Hi Peter,
A few moving parts to this answer but the divestment has led us to reconsider our position because it concentrates our exposure to the likes of copper, as opposed to aluminium.
As we wrote this week S32 – “South32 is evolving its commodities mix using aluminium, just as BHP is with iron ore,” Alcoa simply allowed it to do so in the blink of an eye. Lets break down the deal and what it means for S32 moving forward.
South32 agreed to sell its bauxite, alumina and aluminium assets across Australia, Brazil and South Africa to Alcoa in a deal worth up to US$5.6bn, comprising US$3.1bn in cash, around US$1bn in Alcoa shares, assumed debt and lease liabilities, plus up to US$750m in contingent payments tied to commodity prices through 2030. As you say, Mozal Aluminium in Mozambique is excluded from the transaction.

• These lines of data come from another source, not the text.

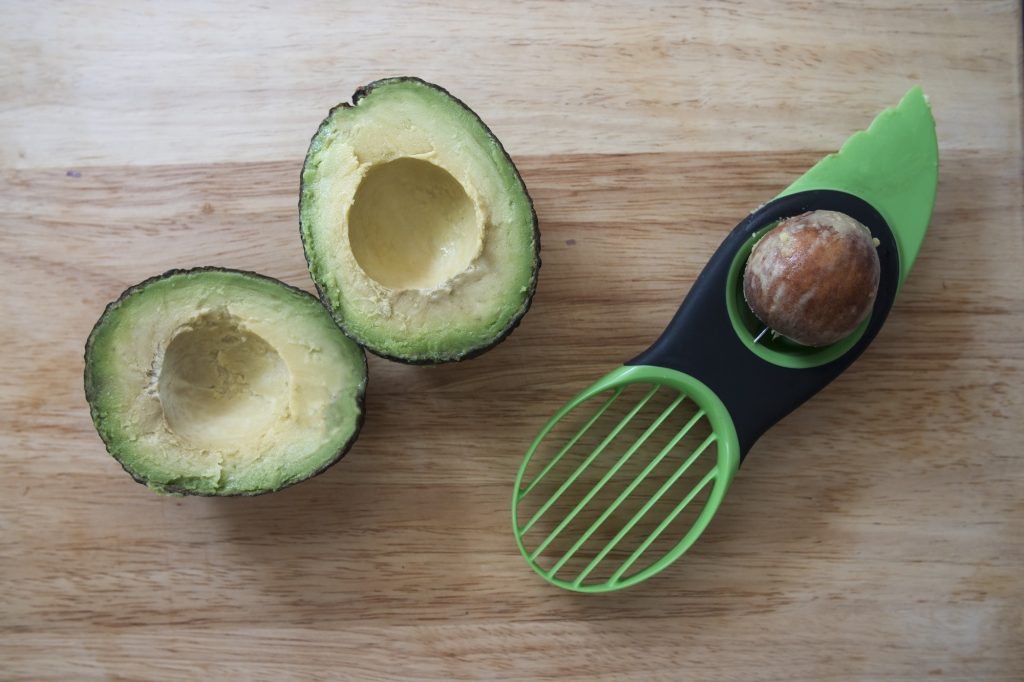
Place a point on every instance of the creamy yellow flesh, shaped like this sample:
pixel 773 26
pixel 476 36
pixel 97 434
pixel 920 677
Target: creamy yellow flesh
pixel 224 386
pixel 417 226
pixel 412 225
pixel 218 380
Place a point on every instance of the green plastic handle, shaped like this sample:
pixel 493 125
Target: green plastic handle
pixel 893 166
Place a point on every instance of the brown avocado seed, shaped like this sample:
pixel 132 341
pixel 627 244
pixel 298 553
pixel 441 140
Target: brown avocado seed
pixel 813 278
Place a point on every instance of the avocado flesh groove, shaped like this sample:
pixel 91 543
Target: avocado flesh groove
pixel 448 285
pixel 893 165
pixel 222 382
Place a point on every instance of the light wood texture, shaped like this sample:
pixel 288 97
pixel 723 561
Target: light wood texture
pixel 876 534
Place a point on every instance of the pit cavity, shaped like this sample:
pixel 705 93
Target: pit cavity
pixel 412 225
pixel 220 384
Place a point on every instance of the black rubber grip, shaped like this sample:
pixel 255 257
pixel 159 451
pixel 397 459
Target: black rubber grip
pixel 700 340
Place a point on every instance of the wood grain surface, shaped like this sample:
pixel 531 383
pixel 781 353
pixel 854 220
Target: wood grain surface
pixel 877 534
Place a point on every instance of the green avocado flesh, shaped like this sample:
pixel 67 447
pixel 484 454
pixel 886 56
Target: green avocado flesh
pixel 417 227
pixel 221 382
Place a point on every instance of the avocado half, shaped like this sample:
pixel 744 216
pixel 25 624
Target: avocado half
pixel 221 382
pixel 418 229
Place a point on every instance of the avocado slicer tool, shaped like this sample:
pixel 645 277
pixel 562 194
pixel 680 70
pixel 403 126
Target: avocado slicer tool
pixel 613 502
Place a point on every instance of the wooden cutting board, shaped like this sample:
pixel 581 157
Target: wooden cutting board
pixel 877 534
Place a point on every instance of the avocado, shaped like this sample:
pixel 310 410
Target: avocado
pixel 221 382
pixel 418 230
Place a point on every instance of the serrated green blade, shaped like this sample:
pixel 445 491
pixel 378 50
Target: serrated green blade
pixel 894 166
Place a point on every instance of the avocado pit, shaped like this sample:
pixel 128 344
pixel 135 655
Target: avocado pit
pixel 813 279
pixel 413 225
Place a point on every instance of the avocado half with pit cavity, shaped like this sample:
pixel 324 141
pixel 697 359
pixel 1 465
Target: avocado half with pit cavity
pixel 222 382
pixel 418 229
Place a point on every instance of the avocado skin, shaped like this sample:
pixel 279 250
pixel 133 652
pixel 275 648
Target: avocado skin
pixel 359 93
pixel 90 388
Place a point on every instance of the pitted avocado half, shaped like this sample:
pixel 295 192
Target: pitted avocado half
pixel 418 230
pixel 222 382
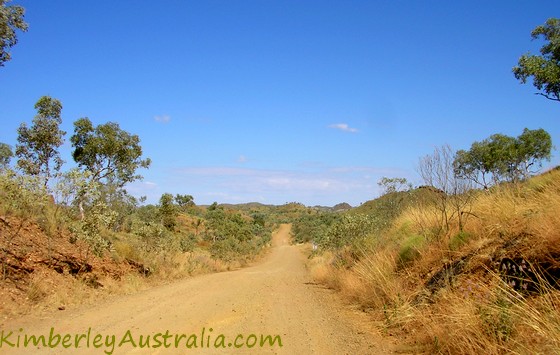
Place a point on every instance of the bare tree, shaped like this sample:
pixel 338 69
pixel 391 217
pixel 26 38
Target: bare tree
pixel 453 194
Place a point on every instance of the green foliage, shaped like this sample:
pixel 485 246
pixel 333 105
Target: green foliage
pixel 107 151
pixel 11 19
pixel 37 146
pixel 544 68
pixel 503 158
pixel 90 229
pixel 234 235
pixel 391 185
pixel 350 230
pixel 6 155
pixel 168 211
pixel 313 227
pixel 184 200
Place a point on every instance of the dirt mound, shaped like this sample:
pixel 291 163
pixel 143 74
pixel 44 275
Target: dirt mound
pixel 28 254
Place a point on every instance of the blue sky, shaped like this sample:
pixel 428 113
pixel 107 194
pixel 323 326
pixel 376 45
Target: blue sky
pixel 279 101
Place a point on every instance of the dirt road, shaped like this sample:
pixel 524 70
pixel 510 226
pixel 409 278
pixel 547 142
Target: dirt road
pixel 276 297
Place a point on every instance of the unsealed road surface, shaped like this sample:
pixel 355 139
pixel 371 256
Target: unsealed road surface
pixel 275 298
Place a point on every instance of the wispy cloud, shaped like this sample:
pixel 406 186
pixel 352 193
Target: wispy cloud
pixel 343 127
pixel 326 186
pixel 162 118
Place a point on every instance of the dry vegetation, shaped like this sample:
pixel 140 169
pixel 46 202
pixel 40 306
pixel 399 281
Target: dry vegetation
pixel 492 288
pixel 46 264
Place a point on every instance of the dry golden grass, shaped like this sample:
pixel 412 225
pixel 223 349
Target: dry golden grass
pixel 476 312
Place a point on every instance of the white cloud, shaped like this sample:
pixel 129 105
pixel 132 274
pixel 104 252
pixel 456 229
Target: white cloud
pixel 162 118
pixel 343 127
pixel 234 184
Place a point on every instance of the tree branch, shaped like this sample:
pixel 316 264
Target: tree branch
pixel 548 97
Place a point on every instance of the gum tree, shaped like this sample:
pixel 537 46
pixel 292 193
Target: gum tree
pixel 37 148
pixel 544 69
pixel 6 155
pixel 111 154
pixel 11 20
pixel 503 158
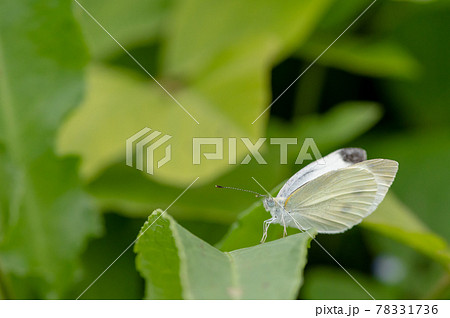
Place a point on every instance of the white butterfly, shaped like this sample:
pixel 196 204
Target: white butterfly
pixel 333 194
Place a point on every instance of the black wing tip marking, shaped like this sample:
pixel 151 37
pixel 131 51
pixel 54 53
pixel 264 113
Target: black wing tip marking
pixel 353 155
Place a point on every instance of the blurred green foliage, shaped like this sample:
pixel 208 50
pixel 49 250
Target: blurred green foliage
pixel 382 86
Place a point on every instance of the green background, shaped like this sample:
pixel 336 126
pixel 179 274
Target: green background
pixel 70 96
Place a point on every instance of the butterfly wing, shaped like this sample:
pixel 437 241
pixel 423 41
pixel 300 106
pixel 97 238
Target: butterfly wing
pixel 336 160
pixel 340 199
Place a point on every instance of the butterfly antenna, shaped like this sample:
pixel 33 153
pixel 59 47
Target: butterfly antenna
pixel 232 188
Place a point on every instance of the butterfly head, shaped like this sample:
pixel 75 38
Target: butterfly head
pixel 273 206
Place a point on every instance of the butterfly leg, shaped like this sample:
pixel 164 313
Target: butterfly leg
pixel 266 225
pixel 284 225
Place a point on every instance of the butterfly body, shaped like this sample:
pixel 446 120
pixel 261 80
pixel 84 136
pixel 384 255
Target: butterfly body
pixel 332 195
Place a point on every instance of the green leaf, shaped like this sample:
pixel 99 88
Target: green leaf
pixel 340 125
pixel 136 103
pixel 45 218
pixel 330 283
pixel 176 264
pixel 130 25
pixel 225 87
pixel 365 57
pixel 396 221
pixel 286 25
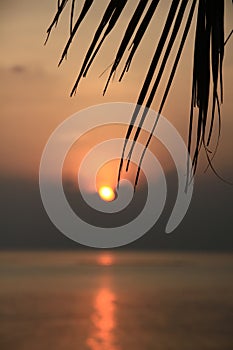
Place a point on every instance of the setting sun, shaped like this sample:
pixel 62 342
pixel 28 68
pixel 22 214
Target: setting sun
pixel 106 193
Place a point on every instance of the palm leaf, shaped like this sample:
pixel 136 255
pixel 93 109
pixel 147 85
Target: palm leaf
pixel 207 64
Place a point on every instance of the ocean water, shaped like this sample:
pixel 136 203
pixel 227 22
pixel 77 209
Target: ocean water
pixel 116 301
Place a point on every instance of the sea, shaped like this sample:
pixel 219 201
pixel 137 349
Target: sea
pixel 116 300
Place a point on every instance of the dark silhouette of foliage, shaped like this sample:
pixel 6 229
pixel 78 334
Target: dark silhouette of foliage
pixel 207 62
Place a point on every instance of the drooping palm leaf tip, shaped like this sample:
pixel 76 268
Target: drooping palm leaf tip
pixel 207 63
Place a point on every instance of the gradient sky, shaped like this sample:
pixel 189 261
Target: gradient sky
pixel 34 93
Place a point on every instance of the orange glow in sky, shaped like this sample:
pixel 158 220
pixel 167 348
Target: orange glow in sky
pixel 105 260
pixel 106 193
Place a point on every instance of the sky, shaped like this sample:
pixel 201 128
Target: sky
pixel 34 98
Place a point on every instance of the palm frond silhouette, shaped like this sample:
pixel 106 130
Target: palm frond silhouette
pixel 208 54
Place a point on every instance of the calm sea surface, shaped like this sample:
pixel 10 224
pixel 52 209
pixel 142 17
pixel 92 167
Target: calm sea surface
pixel 116 301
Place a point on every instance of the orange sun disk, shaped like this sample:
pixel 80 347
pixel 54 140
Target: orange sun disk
pixel 106 193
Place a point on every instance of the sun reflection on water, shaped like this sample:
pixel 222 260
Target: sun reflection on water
pixel 103 321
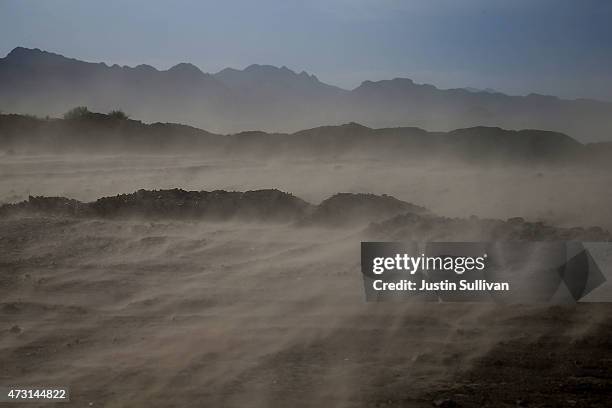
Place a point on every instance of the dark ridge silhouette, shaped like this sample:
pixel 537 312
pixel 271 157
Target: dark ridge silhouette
pixel 262 205
pixel 388 217
pixel 90 132
pixel 277 99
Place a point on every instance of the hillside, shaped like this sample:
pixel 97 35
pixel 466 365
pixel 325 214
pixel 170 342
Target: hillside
pixel 99 133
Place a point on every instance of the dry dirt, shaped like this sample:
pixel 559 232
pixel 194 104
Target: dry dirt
pixel 132 313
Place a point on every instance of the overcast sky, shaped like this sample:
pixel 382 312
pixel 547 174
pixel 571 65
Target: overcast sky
pixel 558 47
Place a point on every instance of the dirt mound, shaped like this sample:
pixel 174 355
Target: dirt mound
pixel 48 205
pixel 176 203
pixel 346 208
pixel 434 228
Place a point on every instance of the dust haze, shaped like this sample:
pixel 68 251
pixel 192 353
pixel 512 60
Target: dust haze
pixel 163 312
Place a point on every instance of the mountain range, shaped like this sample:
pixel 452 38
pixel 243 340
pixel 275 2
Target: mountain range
pixel 277 99
pixel 100 133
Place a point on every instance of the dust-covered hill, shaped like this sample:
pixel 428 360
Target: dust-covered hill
pixel 100 133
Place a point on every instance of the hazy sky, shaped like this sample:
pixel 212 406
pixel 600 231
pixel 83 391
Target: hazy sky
pixel 560 47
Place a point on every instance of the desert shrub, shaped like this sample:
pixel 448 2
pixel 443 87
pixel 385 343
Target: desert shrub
pixel 118 114
pixel 79 112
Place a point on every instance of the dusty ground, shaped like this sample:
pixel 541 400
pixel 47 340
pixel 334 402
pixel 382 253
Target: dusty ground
pixel 177 314
pixel 145 314
pixel 560 196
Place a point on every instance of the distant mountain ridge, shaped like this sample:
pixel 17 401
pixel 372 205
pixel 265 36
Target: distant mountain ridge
pixel 277 99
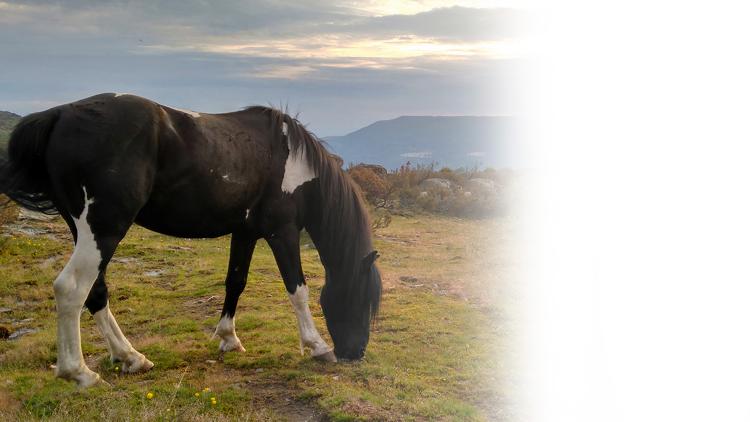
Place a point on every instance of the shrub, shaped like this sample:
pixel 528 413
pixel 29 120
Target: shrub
pixel 404 190
pixel 8 210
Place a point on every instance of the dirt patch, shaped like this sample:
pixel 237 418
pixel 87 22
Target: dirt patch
pixel 280 397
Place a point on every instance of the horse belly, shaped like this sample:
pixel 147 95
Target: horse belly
pixel 192 215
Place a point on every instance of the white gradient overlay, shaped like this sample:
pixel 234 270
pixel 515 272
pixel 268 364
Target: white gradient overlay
pixel 637 256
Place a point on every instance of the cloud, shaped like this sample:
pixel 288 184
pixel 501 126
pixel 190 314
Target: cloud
pixel 339 63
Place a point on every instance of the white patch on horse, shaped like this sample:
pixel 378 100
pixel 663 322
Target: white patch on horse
pixel 188 112
pixel 296 170
pixel 308 334
pixel 168 121
pixel 118 345
pixel 71 288
pixel 229 339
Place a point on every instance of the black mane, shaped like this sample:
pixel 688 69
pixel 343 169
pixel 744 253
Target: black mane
pixel 340 227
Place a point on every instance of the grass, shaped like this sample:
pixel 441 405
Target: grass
pixel 437 350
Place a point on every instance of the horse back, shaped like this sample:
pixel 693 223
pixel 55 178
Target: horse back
pixel 196 174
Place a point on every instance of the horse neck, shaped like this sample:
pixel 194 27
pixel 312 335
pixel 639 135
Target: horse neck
pixel 338 227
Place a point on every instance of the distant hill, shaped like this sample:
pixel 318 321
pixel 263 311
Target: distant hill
pixel 451 141
pixel 8 121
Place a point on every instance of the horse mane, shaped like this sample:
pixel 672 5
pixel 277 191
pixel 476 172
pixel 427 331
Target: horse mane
pixel 341 229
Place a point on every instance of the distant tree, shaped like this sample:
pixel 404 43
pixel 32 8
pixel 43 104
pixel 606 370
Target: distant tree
pixel 374 186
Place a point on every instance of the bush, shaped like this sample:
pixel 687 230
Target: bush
pixel 8 210
pixel 406 189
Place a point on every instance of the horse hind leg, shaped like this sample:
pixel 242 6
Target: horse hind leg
pixel 120 349
pixel 98 229
pixel 240 255
pixel 285 247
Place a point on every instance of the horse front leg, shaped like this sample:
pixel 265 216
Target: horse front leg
pixel 240 255
pixel 285 246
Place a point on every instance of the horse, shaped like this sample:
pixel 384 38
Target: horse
pixel 112 160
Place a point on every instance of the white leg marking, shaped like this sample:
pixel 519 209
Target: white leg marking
pixel 296 170
pixel 72 287
pixel 229 339
pixel 308 334
pixel 119 347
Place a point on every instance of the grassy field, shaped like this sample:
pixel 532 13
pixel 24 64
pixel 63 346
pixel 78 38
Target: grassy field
pixel 438 350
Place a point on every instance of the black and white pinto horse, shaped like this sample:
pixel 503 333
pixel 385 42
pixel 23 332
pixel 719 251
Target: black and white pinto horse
pixel 111 160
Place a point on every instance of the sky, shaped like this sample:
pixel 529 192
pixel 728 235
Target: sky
pixel 340 65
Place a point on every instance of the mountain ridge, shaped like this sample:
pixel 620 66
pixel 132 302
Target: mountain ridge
pixel 451 141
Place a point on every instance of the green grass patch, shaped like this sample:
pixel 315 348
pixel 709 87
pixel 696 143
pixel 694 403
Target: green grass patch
pixel 431 356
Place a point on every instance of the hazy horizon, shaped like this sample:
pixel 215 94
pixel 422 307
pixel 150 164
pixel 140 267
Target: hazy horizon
pixel 341 65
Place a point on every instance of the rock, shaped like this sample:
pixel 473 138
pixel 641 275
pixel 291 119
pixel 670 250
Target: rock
pixel 481 185
pixel 436 183
pixel 377 169
pixel 21 332
pixel 33 215
pixel 337 159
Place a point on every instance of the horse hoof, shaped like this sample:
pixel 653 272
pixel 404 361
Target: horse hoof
pixel 231 345
pixel 326 357
pixel 137 364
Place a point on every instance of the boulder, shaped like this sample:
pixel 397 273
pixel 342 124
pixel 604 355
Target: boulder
pixel 436 183
pixel 479 185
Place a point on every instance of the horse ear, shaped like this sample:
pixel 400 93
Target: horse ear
pixel 368 260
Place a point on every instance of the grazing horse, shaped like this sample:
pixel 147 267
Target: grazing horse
pixel 111 160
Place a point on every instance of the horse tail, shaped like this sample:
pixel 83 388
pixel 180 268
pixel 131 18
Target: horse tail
pixel 23 173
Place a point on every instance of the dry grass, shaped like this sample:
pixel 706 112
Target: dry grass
pixel 437 350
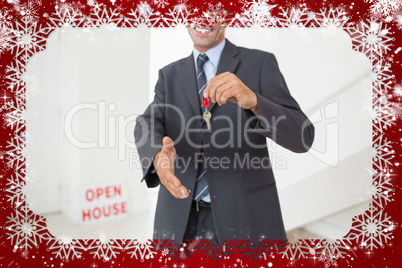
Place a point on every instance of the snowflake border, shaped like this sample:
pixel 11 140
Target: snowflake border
pixel 369 37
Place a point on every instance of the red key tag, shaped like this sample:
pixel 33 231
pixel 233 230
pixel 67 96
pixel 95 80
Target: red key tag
pixel 205 102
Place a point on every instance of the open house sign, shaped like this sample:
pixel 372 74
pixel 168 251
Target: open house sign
pixel 104 202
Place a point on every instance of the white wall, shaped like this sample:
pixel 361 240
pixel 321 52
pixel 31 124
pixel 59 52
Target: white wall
pixel 102 71
pixel 323 73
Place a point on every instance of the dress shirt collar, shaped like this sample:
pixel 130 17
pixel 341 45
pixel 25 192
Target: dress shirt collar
pixel 214 54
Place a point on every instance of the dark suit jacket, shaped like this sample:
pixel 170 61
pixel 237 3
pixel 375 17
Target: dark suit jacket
pixel 244 197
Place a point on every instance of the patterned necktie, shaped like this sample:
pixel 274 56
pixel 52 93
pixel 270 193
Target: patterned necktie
pixel 201 185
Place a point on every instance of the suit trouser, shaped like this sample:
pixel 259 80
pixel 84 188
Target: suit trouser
pixel 200 225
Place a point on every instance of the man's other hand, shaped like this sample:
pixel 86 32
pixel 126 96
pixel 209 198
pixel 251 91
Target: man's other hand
pixel 164 165
pixel 228 87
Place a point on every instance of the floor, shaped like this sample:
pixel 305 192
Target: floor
pixel 138 226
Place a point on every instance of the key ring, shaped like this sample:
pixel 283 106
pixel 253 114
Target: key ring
pixel 205 102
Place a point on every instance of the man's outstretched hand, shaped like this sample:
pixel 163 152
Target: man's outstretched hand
pixel 164 165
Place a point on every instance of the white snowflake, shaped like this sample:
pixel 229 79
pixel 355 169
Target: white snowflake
pixel 140 250
pixel 331 16
pixel 102 16
pixel 66 16
pixel 179 15
pixel 15 148
pixel 141 15
pixel 371 38
pixel 383 153
pixel 397 110
pixel 26 229
pixel 14 191
pixel 14 116
pixel 330 251
pixel 28 38
pixel 296 250
pixel 328 259
pixel 160 3
pixel 383 8
pixel 255 12
pixel 397 91
pixel 105 249
pixel 383 189
pixel 294 16
pixel 13 76
pixel 371 229
pixel 5 18
pixel 66 248
pixel 382 114
pixel 382 77
pixel 29 10
pixel 5 33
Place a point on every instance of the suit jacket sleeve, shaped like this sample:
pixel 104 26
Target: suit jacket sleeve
pixel 280 117
pixel 149 132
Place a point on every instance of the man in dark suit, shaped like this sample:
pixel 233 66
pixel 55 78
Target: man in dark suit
pixel 249 102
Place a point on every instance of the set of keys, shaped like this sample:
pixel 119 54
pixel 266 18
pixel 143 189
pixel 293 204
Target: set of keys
pixel 207 114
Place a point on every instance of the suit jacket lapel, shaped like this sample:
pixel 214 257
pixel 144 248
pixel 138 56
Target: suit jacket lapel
pixel 227 62
pixel 186 73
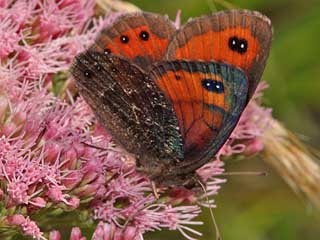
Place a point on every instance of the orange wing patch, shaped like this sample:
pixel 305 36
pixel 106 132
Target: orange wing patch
pixel 235 46
pixel 135 42
pixel 140 37
pixel 199 106
pixel 238 37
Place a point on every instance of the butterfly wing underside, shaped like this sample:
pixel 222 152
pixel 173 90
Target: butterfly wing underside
pixel 141 37
pixel 208 99
pixel 129 105
pixel 238 37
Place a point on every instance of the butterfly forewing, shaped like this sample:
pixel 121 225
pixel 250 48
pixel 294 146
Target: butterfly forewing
pixel 239 37
pixel 208 98
pixel 141 37
pixel 129 104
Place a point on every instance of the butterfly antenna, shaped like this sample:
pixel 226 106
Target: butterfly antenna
pixel 218 235
pixel 244 173
pixel 100 148
pixel 154 190
pixel 225 4
pixel 212 5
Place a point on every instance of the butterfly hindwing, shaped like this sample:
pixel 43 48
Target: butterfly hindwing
pixel 129 105
pixel 239 37
pixel 141 37
pixel 208 98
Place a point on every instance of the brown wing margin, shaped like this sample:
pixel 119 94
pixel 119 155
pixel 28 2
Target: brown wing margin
pixel 218 90
pixel 238 37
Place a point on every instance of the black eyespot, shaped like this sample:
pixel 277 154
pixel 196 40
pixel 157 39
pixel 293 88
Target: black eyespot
pixel 124 39
pixel 238 45
pixel 97 66
pixel 107 51
pixel 212 85
pixel 87 73
pixel 144 35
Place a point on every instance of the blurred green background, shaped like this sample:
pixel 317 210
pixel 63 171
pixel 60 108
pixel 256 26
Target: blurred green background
pixel 264 208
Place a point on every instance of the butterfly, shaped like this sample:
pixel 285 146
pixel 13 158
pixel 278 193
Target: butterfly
pixel 172 97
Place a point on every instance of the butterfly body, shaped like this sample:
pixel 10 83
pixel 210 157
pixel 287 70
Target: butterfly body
pixel 172 97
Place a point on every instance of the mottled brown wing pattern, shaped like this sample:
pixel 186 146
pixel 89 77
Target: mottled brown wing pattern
pixel 238 37
pixel 141 37
pixel 129 105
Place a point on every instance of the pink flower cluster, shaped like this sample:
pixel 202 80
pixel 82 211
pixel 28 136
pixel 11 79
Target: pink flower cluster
pixel 56 159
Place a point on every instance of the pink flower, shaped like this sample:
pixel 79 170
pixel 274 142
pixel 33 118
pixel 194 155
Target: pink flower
pixel 28 226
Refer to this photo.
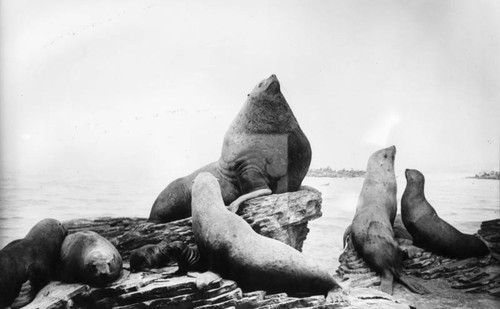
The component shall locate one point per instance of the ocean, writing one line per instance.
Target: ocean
(26, 199)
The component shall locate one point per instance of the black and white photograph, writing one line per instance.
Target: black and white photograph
(249, 154)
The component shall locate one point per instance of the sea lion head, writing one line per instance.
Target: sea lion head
(269, 87)
(175, 249)
(382, 161)
(414, 177)
(99, 267)
(48, 229)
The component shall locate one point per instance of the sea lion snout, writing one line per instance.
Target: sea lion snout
(413, 175)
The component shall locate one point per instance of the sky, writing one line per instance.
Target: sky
(141, 88)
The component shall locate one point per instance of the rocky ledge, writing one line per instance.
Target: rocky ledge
(329, 172)
(487, 175)
(283, 217)
(466, 283)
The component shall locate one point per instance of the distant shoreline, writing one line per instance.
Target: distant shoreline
(487, 175)
(329, 172)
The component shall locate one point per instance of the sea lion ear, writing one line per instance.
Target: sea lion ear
(273, 88)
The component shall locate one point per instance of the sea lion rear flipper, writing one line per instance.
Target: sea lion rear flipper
(347, 235)
(336, 296)
(235, 205)
(412, 284)
(205, 279)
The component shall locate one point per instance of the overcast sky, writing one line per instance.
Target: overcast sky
(137, 88)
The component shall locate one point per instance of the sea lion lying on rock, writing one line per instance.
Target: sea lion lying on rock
(89, 258)
(33, 258)
(428, 230)
(149, 257)
(235, 251)
(264, 152)
(371, 229)
(188, 257)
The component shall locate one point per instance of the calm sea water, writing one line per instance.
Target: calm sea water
(27, 199)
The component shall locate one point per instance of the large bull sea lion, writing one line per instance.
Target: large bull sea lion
(87, 257)
(264, 151)
(33, 258)
(371, 229)
(235, 251)
(428, 230)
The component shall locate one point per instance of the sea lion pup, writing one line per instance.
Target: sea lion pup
(89, 258)
(187, 256)
(149, 257)
(33, 258)
(235, 251)
(264, 151)
(429, 231)
(371, 229)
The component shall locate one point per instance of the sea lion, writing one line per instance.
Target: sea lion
(264, 151)
(187, 256)
(89, 258)
(371, 229)
(149, 257)
(429, 231)
(34, 258)
(235, 251)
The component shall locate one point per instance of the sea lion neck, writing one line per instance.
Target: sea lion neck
(414, 184)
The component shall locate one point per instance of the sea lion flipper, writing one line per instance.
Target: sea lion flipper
(412, 284)
(235, 205)
(347, 235)
(205, 279)
(336, 296)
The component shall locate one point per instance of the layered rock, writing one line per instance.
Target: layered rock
(280, 216)
(452, 282)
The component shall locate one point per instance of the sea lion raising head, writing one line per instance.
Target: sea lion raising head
(264, 151)
(428, 230)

- Hence shareholders do still have some Al exposure via the Alcoa shares and potential contingent payments.
We view the deal positively as it simplifies South32’s portfolio, removing long-term liabilities and it removes the short term risks around increased supply from Indonesia.
Before the sale, aluminium accounted for around 60% of South32’s earnings. Post-transaction, the company will be transformed into a base metals producer, with around 85% of pro-forma earnings expected to come from copper, zinc, silver and lead, significantly increasing its leverage to global electrification and infrastructure spending.
The key for MM is that S32 has improved the underlying quality of their commodities mix moving forward, we just have to decide if we are now over committed towards Copper, even though it’s our high conviction commodity call.